Con i due precedenti dischi da me recensiti su queste pagine digitali, rileggendo ora le mie critiche, mi rendo conto di essere stato severo quanto lo era la mia prof. di italiano e latino del liceo (se ora mi legge sfogherà la penna rossa sullo schermo del PC?): restai basso, elogiando la musica ma sottolineando senza pietà i difetti (alcune tracce fuori luogo, una produzione imperfetta). Mentre con me la tattica di sprono severo non funzionò mai (mi beccai più volte gli esami a settembre), con gli Airportman ha sortito effetti sorprendentemente positivi.
Ora: messe da parte le mie onanistiche elucubrazioni e considerato come forse Risso e compagni se ne possano lecitamente fregare di quanto scrivo, va detto con molta semplicità che “Letters” è un disco fantastico, equilibrato, ben registrato, ben arrangiato, omogeneo, misteriosamente accattivante nonostante la tristezza che evapora dai suoi solchi. Mentre per i precedenti si disse che potevano essere ascoltati in mille momenti diversi, con pioggia e sole, leggendo o parlando, oppure in rigoroso silenzio, con “Letters” consiglio una certa precauzione. Non è musica da cena in compagnia, non è sottofondo per un viaggio da pendolari.

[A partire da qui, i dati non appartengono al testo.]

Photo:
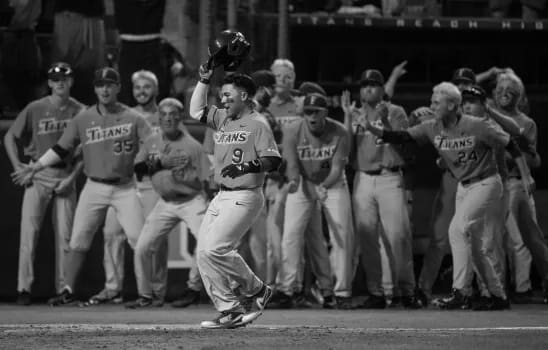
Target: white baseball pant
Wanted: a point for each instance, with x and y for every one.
(472, 235)
(381, 200)
(35, 203)
(224, 272)
(161, 221)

La sua natura quasi narrativa, strutturata non forse proprio come lettere ma come capitoli di un libro, trascina o meglio accompagna, affianca l`ascoltatore lungo strade solitarie da paese di mare colto nella spiazzante solitudine invernale. Lo sticker posto sulla più che minimale copertina, raffigurante alcune case travolte da una marea biancastra, rende bene ciò che vi aspetta, una volta intrapreso questo viaggio tra chitarre acustiche mai di maniera accarezzate da archi sommessi o respiri umani (2 e 5), strumenti (forse a fiato) non meglio identificati a costruire tappeti melodici in minore (4) e note elettriche in punta di polpastrelli (1). Non mancano sortite di ritmi elettronici minimali e accenni noise, brevissimi e spiazzanti, ma è il pianoforte della lunga suite 6 una delle novità rispetto al passato, con i suoi nove minuti in lento incalzante divenire, il cui unico parallelo che può affacciarsi alla mia mente è l`immenso “The Wind is Strong” dei Cindy Talk, per il suo mescolarsi dolcissimo e struggente tra noise chitarristico perso in riverberi e pianoforte quasi classico.
Chiude 9, con un fischiettare di sottofondo, con i field recordings, con la pianolina lo-fi, con una ritmica che non è più acustica nè elettronica: non importa più, tanto i suoni sono ben amalgamati e misurati.
Gli Airportman sono senza dubbio uno dei miei gruppi preferiti e, seppur non giovanissimi, in continua ascesa artistica, tanto che auguro loro ogni possibile successo. Ora mi fermo però, che rischio di andare fuori tema e se mi legge la prof. del liceo consuma la penna rossa.